This classic New England style clam chowder is the perfect comfort food for a chilly evening. It is made with tender clams, smoky bacon, potatoes, onions, and a creamy base. The flavors meld together to create a hearty and satisfying soup. Serve it with crusty bread or oyster crackers for a complete meal.
Ingredients
- 2 pounds fresh clams, scrubbed
- 4 slices bacon, chopped
- 1 medium onion, diced
- 2 cloves garlic, minced
- 2 bay leaves
- 2 cups potatoes, diced
- 2 cups clam juice
- 1 cup heavy cream
- Salt and pepper to taste
- Chopped fresh parsley for garnish
Directions
- In a large pot, place the clams and enough water to cover them. Bring to a boil and cook for about 5 minutes or until the clams open. Discard any unopened clams. Remove the clams from the shells and chop them. Set aside.
- In the same pot, cook the bacon over medium heat until crispy. Remove the bacon and set aside, leaving the bacon grease in the pot.
- Add the onion, garlic, and bay leaves to the pot with the bacon grease. Cook until the onion is translucent.

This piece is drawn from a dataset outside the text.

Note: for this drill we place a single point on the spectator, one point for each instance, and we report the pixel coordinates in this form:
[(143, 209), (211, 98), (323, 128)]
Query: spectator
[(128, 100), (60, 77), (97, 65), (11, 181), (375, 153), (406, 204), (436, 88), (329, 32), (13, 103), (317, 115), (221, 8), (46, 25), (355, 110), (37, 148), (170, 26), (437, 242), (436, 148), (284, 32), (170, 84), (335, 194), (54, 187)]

- Add the potatoes and clam juice to the pot. Bring to a boil, then reduce heat and simmer until the potatoes are tender.
- Stir in the chopped clams and heavy cream. Simmer for another 5 minutes. Season with salt and pepper to taste.
- Remove the bay leaves and discard. Ladle the chowder into bowls and garnish with the crispy bacon and chopped parsley. Serve hot.
Interesting Facts
New England clam chowder is also known as Boston clam chowder.
This recipe uses fresh clams, but canned clams can be substituted if fresh ones are not available.
Clam chowder has been a staple in New England cuisine since the 18th century.